Gruber Genetics Prize for Svante Pääbo

Geneticist Svante Pääbo from the Max Planck Institute for Evolutionary Anthroplogy is to receive the US$500,000 Gruber Genetics Prize for groundbreaking research in evolutionary genetics

February 20, 2013

Svante Pääbo is the recipient of the 2013 Genetics Prize of The Gruber Foundation. Pääbo is being honoured with this prestigious international award for his pioneering research in the field of evolutionary genetics. He is considered the founder of molecular paleontology, the application of genetics to the study of prehistoric life. The award will be presented to Pääbo on April 16 at the International Congress of Genetics conference in Singapore, where he will also deliver a lecture entitled "Archaic Genomics."

Face to face: Svante Pääbo holds the skull of a Neanderthal.

"Svante Pääbo's work shows basic science at its best.  He is driven by an obvious passion to use DNA technology to unlock the past.  He overcame seemingly insuperable technical obstacles.  And he opened new vistas on a question we all care about, 'Where do we come from?'  This is a wonderful award," said Maynard Olson, a member of the selection advisory board and 2007 laureate of the Gruber Genetics Prize.

Pääbo, 57, started experimenting with extracting DNA from ancient human remains in the early 1980s while completing his PhD program in molecular immunology at the University of Uppsala in Sweden, his native country. His first major finding — the demonstration that DNA was preserved in a 2,400-year-old mummy of an infant boy — was published as the cover story in Nature in 1985. In the ensuing two-and-a-half decades — at the University of California at Berkeley, the University of Munich and, since 1997, at the Max Planck Institute for Evolutionary Anthropology in Leipzig — Pääbo has played a leading role in developing the technology that has made it possible to isolate and sequence ancient DNA.

In 1997, Pääbo announced the successful sequencing of mitochondrial Neandertal DNA — a turning point in evolutionary genetics. In addition to proving that the DNA could be successfully extracted and sequenced from a 40,000-year-old fossil, the sequencing showed that Neandertals and humans were distinctly different groups. Over the next decade, with the help of new gene-sequencing technology, Pääbo led efforts to sequence Neandertal’s nuclear DNA. In 2010, he and his colleagues at the Max Planck Institute published the draft sequence of that genome, along with the startling finding that Neandertals have contributed up to 4 percent of the genetic material in modern humans. That same year, Pääbo and his team reported a second remarkable finding: A DNA analysis of a finger bone found in 2008 in a Siberian cave showed that it had belonged to a previously unknown form of hominins. It was the first time an extinct hominin group had been identified by genetic analysis alone.

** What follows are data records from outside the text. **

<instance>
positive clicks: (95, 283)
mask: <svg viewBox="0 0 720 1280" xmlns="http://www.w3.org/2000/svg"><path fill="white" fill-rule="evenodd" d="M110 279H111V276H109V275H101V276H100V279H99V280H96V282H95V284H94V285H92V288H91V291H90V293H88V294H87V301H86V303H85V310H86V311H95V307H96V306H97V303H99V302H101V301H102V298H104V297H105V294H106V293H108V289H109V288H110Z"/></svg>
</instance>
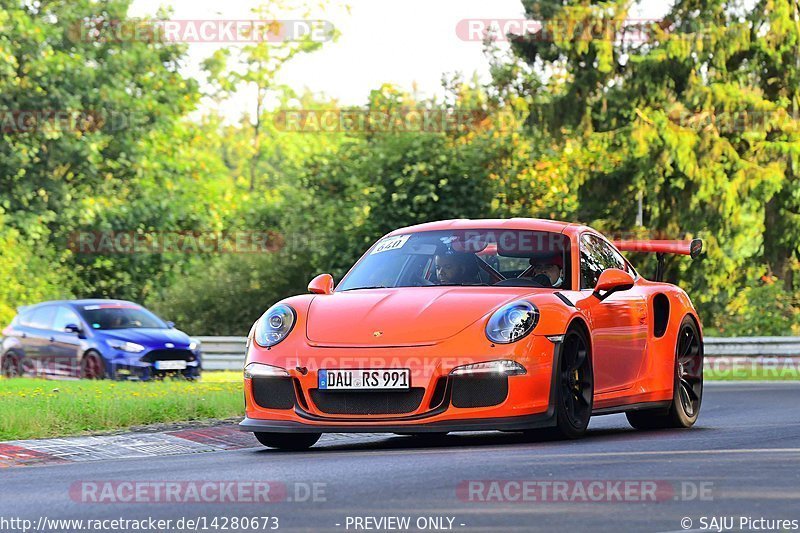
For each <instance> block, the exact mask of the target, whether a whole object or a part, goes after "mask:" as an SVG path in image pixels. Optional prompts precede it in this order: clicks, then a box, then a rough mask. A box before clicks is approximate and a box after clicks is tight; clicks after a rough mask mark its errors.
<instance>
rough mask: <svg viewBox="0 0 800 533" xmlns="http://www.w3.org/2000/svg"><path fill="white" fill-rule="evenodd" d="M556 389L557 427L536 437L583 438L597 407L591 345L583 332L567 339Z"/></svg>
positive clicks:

Pääbo is also recognized as one of the world’s leaders in human molecular evolution. He has, for example, played a critical role in defining the genetic relationship between humans and great ape populations. In addition, he has identified and studied the function of genes critically important in the evolution of the human species, such as FOXP2, which is associated with language development. In 2008, Pääbo reported that Neandertals had an identical FOXP2 gene, which raised the tantalizing possibility that they may have had some language capabilities.

"Pääbo's bold and exciting research has changed the way we understand human evolution and is providing insight into genes that are critical in the evolution of the human species," said Huda Zoghbi, chair of the Selection Advisory Board and the 2011 laureate of the Gruber Neuroscience Prize.